It seems that President Donald Trump and his Ambassador to the United Nations, Nikki Haley, have their wires crossed yet again. The president, despite strong objections from human rights activists and many foreign policy professionals, hosted Egyptian President Abdel Fattah al-Sisi this week at the White House, even referring to him as a “fantastic guy.” The visit coincided with the first working day of the United States’ rotating presidency of the UN Security Council. Haley has said she would use the body, which currently includes Egypt as a member, to highlight the connection between human rights violations and insecurity – a connection which remains strong.
The data on what drives support for terrorism and violent extremism is clear: State violence against its own population is among the single largest factors in support for “terrorist” or violent extremist organizations.
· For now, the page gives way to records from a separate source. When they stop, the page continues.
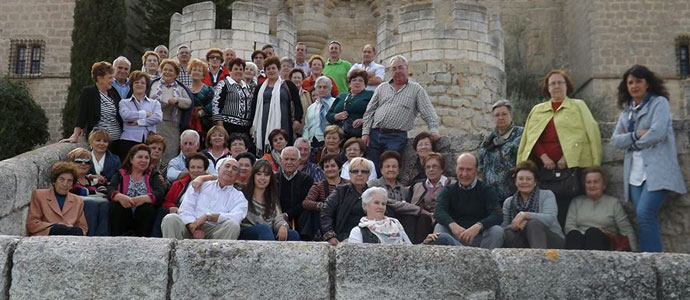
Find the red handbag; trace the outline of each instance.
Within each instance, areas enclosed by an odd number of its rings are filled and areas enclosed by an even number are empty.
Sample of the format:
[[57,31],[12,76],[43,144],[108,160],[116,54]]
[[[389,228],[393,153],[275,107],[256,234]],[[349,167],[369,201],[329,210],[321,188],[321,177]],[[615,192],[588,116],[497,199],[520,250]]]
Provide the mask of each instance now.
[[632,251],[630,248],[630,241],[627,236],[615,235],[613,233],[608,233],[604,231],[604,235],[611,241],[611,246],[609,250],[611,251]]

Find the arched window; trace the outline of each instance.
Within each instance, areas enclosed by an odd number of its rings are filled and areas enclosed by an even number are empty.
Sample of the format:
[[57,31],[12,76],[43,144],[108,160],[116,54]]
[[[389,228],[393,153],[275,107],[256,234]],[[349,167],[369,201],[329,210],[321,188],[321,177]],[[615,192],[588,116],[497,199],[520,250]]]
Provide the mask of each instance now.
[[39,77],[42,75],[45,42],[41,40],[11,40],[10,47],[10,76]]

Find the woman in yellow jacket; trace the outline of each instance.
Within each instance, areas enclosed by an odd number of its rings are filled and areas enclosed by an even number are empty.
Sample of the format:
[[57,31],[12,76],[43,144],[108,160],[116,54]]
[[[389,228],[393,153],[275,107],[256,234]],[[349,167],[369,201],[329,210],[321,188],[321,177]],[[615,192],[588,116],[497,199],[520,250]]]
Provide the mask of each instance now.
[[[517,163],[532,159],[541,167],[542,185],[558,182],[568,186],[552,187],[558,204],[558,221],[565,224],[570,200],[577,196],[578,168],[601,164],[601,134],[587,104],[570,99],[573,82],[564,70],[553,70],[541,81],[541,90],[549,101],[535,105],[525,122],[525,130],[518,148]],[[563,175],[573,180],[559,180]],[[548,189],[548,188],[547,188]]]

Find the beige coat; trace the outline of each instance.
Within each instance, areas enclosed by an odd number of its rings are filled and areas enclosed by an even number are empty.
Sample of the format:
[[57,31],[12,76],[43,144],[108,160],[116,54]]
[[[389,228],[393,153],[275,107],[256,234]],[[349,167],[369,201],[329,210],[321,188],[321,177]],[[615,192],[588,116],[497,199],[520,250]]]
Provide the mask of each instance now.
[[84,217],[84,201],[75,194],[67,193],[60,210],[53,188],[35,190],[31,194],[29,215],[26,217],[26,234],[48,235],[50,226],[56,223],[79,227],[86,235],[88,227]]

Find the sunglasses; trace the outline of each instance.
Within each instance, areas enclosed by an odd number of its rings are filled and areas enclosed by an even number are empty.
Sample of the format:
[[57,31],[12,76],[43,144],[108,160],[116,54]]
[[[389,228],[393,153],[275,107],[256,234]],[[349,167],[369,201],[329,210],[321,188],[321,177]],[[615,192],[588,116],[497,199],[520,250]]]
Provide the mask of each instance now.
[[209,60],[211,60],[211,59],[221,59],[221,57],[218,56],[218,55],[211,55],[211,56],[208,57],[208,59],[209,59]]
[[369,174],[369,170],[350,170],[350,173],[359,175],[359,174]]
[[74,160],[74,162],[82,165],[88,165],[91,163],[91,160],[88,158],[77,158]]

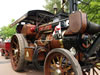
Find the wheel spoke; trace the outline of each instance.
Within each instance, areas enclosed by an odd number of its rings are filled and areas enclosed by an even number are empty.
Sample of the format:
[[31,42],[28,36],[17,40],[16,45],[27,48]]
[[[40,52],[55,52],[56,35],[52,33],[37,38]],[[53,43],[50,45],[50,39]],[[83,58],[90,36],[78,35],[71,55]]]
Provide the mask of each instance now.
[[15,50],[15,48],[11,48],[12,50]]
[[100,70],[100,68],[98,68],[97,66],[96,66],[96,68],[97,68],[98,70]]
[[13,44],[14,44],[14,45],[17,45],[17,43],[16,43],[14,40],[13,40]]
[[55,70],[50,69],[50,72],[55,72]]
[[51,68],[57,69],[56,64],[51,64]]
[[15,66],[17,66],[17,62],[16,61],[17,61],[17,57],[16,57],[16,55],[14,55],[13,56],[13,63],[14,63]]
[[65,62],[65,67],[68,65],[68,59],[66,59],[66,62]]
[[94,70],[94,72],[95,72],[97,75],[99,75],[95,69],[93,69],[93,70]]
[[52,61],[53,61],[53,64],[54,64],[54,65],[56,65],[56,62],[55,62],[55,60],[53,59]]
[[64,68],[63,69],[63,72],[67,72],[68,70],[70,70],[72,68],[72,66],[69,66],[69,67],[67,67],[67,68]]
[[75,75],[75,73],[74,72],[71,72],[71,74],[70,75]]
[[88,72],[88,75],[90,75],[90,71]]
[[63,57],[61,56],[61,57],[60,57],[60,61],[59,61],[59,65],[60,65],[60,66],[62,65],[62,59],[63,59]]
[[58,56],[57,56],[57,60],[60,61]]
[[94,71],[94,68],[93,68],[92,70],[93,70],[93,75],[95,75],[95,71]]
[[13,44],[18,48],[18,44],[13,40]]

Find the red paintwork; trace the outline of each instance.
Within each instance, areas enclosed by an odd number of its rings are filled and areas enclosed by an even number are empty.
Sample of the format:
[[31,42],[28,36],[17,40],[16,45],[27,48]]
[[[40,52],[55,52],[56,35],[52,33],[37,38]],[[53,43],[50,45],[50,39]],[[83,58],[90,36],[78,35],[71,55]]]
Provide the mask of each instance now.
[[0,48],[5,48],[5,43],[4,42],[0,42]]
[[4,50],[10,50],[10,42],[0,42],[0,48]]
[[5,54],[5,56],[9,56],[10,51],[10,42],[0,42],[0,50]]
[[34,32],[34,31],[35,31],[35,29],[36,29],[36,26],[35,26],[35,25],[33,25],[33,27],[32,27],[30,30],[31,30],[31,32]]
[[46,31],[46,30],[51,30],[51,29],[52,29],[52,25],[39,27],[39,31]]
[[5,50],[10,50],[10,42],[5,43]]

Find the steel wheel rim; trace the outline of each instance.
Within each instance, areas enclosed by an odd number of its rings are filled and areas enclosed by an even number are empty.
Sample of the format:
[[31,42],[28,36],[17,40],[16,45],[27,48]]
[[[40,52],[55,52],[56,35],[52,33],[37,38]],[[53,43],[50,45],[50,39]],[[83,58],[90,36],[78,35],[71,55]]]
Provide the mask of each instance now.
[[71,62],[63,54],[52,53],[48,59],[45,66],[48,75],[75,75]]
[[100,74],[100,61],[96,62],[93,67],[89,70],[83,70],[83,75],[99,75]]
[[20,58],[20,49],[17,37],[13,37],[11,41],[11,64],[13,69],[16,70]]
[[98,63],[95,64],[95,67],[100,70],[100,61]]

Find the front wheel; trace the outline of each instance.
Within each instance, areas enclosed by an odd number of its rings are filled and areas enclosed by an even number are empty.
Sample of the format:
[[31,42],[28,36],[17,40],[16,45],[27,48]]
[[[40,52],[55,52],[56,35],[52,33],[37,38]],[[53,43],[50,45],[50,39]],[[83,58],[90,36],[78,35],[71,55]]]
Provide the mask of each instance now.
[[51,50],[44,63],[45,75],[82,75],[81,67],[75,57],[66,49]]

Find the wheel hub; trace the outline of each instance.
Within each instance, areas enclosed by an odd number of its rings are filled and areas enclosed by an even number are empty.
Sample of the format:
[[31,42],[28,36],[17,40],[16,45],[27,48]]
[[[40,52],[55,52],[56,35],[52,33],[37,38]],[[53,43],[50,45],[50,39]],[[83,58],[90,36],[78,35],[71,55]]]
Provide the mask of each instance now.
[[54,75],[61,75],[61,70],[60,69],[55,70]]
[[15,49],[15,50],[14,50],[14,54],[16,54],[16,53],[18,53],[18,49]]

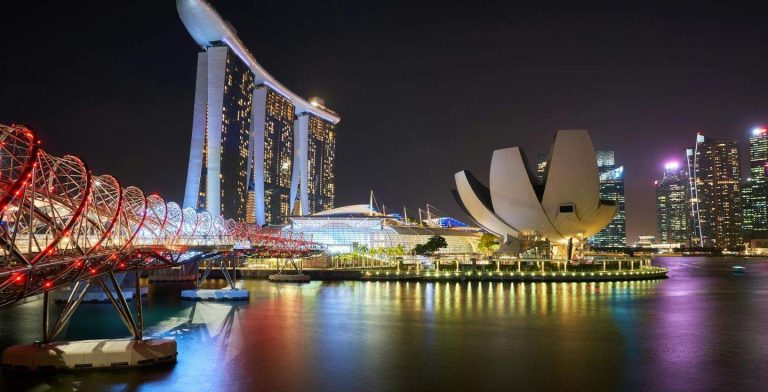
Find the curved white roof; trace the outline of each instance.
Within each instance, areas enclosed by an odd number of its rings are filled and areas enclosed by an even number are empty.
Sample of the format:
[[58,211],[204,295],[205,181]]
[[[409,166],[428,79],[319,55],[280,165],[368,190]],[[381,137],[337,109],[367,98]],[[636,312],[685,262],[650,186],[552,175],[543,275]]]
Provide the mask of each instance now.
[[518,230],[501,220],[493,211],[488,188],[483,186],[472,173],[462,170],[454,175],[457,200],[464,211],[484,229],[499,236],[518,236]]
[[312,214],[312,216],[379,216],[385,217],[386,215],[371,211],[371,207],[368,204],[353,204],[351,206],[343,206],[331,208],[330,210],[320,211]]
[[493,211],[499,218],[522,232],[540,231],[547,238],[561,237],[531,186],[519,147],[493,152],[489,178]]
[[176,9],[179,12],[182,23],[189,31],[192,38],[202,48],[211,46],[211,42],[221,41],[227,44],[237,56],[248,65],[253,72],[256,84],[265,84],[279,94],[291,100],[297,113],[309,112],[333,124],[337,124],[341,117],[320,106],[309,103],[304,98],[294,94],[280,84],[270,75],[253,57],[235,29],[227,23],[218,12],[205,0],[176,0]]
[[459,204],[496,234],[539,232],[561,243],[591,237],[610,223],[617,207],[600,200],[595,150],[586,130],[558,131],[547,169],[541,192],[519,148],[496,150],[490,190],[466,171],[455,174]]

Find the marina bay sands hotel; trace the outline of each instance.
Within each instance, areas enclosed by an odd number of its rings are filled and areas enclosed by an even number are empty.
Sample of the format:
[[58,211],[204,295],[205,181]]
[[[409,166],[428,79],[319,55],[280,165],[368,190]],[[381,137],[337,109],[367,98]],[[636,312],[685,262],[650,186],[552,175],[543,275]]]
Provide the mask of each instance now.
[[333,208],[336,124],[267,73],[205,0],[177,0],[197,58],[184,207],[258,224]]

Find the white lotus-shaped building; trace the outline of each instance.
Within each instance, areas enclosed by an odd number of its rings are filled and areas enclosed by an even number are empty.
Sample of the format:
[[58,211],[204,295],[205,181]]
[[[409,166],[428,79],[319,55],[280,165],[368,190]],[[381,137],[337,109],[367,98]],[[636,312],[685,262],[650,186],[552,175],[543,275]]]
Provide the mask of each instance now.
[[586,130],[557,132],[542,182],[519,147],[493,152],[490,187],[467,170],[455,178],[454,195],[464,211],[505,240],[535,234],[555,245],[581,241],[608,225],[617,210],[614,202],[600,200],[595,150]]

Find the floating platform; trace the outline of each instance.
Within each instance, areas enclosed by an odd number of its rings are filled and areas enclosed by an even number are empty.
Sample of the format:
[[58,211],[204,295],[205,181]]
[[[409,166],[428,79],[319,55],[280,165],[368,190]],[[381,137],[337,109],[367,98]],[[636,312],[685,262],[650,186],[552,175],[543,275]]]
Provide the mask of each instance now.
[[[123,291],[123,297],[125,297],[126,301],[133,301],[133,289],[132,288],[125,288],[121,287],[121,290]],[[149,293],[149,287],[142,287],[141,288],[141,296],[146,297]],[[52,293],[53,300],[56,302],[67,302],[69,299],[69,290],[56,290]],[[112,291],[112,296],[117,298],[117,293],[115,291]],[[104,294],[103,291],[89,291],[85,293],[85,297],[83,297],[83,303],[109,303],[109,298],[107,298],[107,295]]]
[[309,275],[305,274],[274,274],[269,275],[269,280],[272,282],[289,282],[289,283],[309,283]]
[[181,298],[195,301],[247,301],[250,292],[239,288],[181,290]]
[[3,369],[117,369],[176,362],[173,339],[108,339],[20,344],[3,351]]

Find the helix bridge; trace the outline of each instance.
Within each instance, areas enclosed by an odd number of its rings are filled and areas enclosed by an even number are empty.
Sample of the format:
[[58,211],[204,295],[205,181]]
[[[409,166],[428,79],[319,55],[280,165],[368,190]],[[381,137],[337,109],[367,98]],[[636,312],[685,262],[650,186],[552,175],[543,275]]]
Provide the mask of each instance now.
[[93,174],[78,157],[48,154],[28,127],[0,125],[0,309],[73,284],[76,302],[85,291],[79,286],[103,286],[106,278],[116,286],[119,272],[321,250],[290,232],[145,195]]

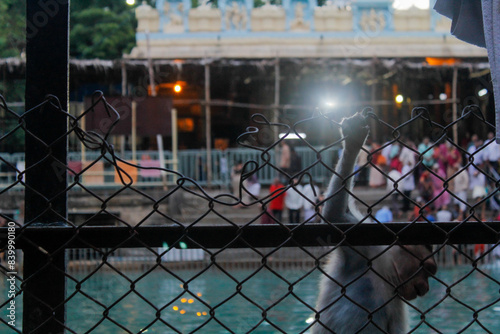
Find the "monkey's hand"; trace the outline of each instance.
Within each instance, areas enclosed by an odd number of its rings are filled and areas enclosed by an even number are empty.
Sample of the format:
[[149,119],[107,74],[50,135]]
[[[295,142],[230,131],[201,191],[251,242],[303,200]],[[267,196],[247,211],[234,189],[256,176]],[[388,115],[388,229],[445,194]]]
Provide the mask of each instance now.
[[345,137],[345,148],[360,150],[370,131],[366,117],[358,112],[354,116],[344,118],[340,124],[342,126],[342,134]]

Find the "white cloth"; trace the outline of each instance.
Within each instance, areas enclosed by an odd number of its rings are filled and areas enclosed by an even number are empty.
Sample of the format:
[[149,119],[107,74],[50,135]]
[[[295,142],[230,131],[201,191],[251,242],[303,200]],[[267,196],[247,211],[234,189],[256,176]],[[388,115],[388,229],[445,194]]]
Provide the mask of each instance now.
[[451,222],[453,215],[449,210],[439,210],[436,212],[436,220],[438,222]]
[[[389,172],[389,174],[387,174],[387,176],[389,176],[389,177],[387,178],[387,188],[386,189],[388,191],[391,191],[394,189],[394,183],[398,182],[401,179],[401,173],[395,169],[392,169]],[[401,186],[401,182],[398,182],[398,189],[399,190],[401,190],[400,186]]]
[[[406,166],[408,162],[410,163],[410,167],[415,166],[415,157],[416,154],[414,151],[410,150],[408,147],[403,146],[401,149],[401,154],[399,155],[399,161],[403,164],[403,166]],[[403,173],[404,175],[405,173]]]
[[285,206],[291,210],[299,210],[304,205],[304,197],[300,194],[302,193],[302,186],[298,184],[295,189],[288,189],[285,196]]
[[486,177],[476,167],[469,167],[469,189],[472,190],[472,198],[486,196]]
[[463,170],[453,178],[453,192],[459,193],[467,189],[469,189],[469,174]]
[[260,183],[259,182],[255,182],[255,183],[249,184],[248,187],[247,187],[247,190],[253,196],[259,197],[259,194],[260,194]]
[[406,175],[405,178],[401,181],[401,190],[402,191],[413,191],[415,190],[415,175],[412,172],[412,167],[408,165],[404,165],[401,169],[401,174]]
[[[316,196],[314,195],[314,192],[316,192]],[[302,193],[304,194],[304,209],[305,210],[311,210],[314,209],[316,206],[316,199],[318,198],[319,195],[319,188],[317,186],[314,186],[314,191],[313,187],[307,183],[302,187]],[[312,202],[312,203],[311,203]]]
[[472,189],[472,198],[482,198],[486,196],[486,188],[483,186],[475,186]]
[[[465,173],[464,173],[465,174]],[[456,197],[453,197],[453,203],[458,204],[460,211],[467,210],[467,190],[453,192]],[[460,199],[460,200],[459,200]]]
Excessive and routine police brutality are among the key sources of grievance within communities that violent extremist propaganda exploits.
According to the U.S. Department of State’s human rights report, the continuing crackdown on dissent by authoritarian governments, including in Egypt, contributed to a rising tide of human rights abuses that has allowed terrorist groups to flourish. This year has seen governments arresting civil society actors for peaceful protest, criminalizing speech and media oversight, and passing anti-migrant and anti-refugee policies in the face of unprecedented levels of global human suffering. Overly broad definitions of terrorism or violent extremism, particularly across the Middle East, North Africa, and Sub-Saharan Africa, are too often used to criminalize the legitimate actions of opposition groups, civil society organizations, and human rights defenders.
Yet, rather than consistently reminding his counterparts and the public of the need to fight terrorism through policies that protect the basic rights and freedoms of their citizens – because this is actually the most effective security strategy – President Trump reportedly prefers to handle the human rights concerns swirling around Sisi and others in private, although there is no evidence that they are in fact raised even there.
With her boss once-again kowtowing to “strongmen,” Haley seems committed to take a more productive approach. Last month she told the Council on Foreign Relations that she “intend[s] to challenge member states to start walking the walk and not just talking the talk of human rights.” This walk should begin with counterterrorism and shinning a spotlight on human rights abuses that are committed in the name of combating terrorism. Elevating human rights issues within the Security Council – and thus doing away with the outdated practice of leaving all such issues for treatment by the often ineffective and too easily ignored UN human rights machinery in Geneva – offers a unique opportunity to do something that President Trump seems unwilling to do: publicly highlight where governments are falling to meet their human rights obligations and how such failures undermine security efforts.
This starting point makes sense for a number of reasons. The UN Security Council has imposed a robust counterterrorism framework through a series of resolutions dating back nearly two decades. It not only regularly reminds governments that all counterterrorism legislative and operational measures must respect human rights, but that a failure to do so can undermine security objectives, including by generating grievances that terrorist recruiters can exploit. Further, the Council, through its counterterrorism bodies, which includes human rights experts, has accumulated perhaps the most comprehensive data on each countries’ CT measures and practice. Finally, the Council – thanks to its Chapter VII mandate under the UN Charter – is not only uniquely placed to assess the extent to which each country is in compliance with the UN framework, but to call out those countries that are not walking the walk.
Ambassador Haley’s ambition to name and shame human rights abusers on the international stage is likely to be met by strong opposition from Council members such as China, Ethiopia, Russia, and of course, Egypt which somewhat paradoxically chairs the Council’s main counterterrorism body. However, this should not dissuade her from trying to “challenge the rules of the club” and push the Council to move to unchartered waters. Yet perhaps more than the intransigence of alleged human rights abusers on the Council, the behavior and policies of her own boss, with his overtures to Egypt, his resumption of arms sales to Bahrain despite its horrific human rights record, his stance on torture and Guantanamo Bay, and recent moves to loosen restrictions that were put in place to prevent civilian deaths from drone attacks, are more likely to undermine her noble effort.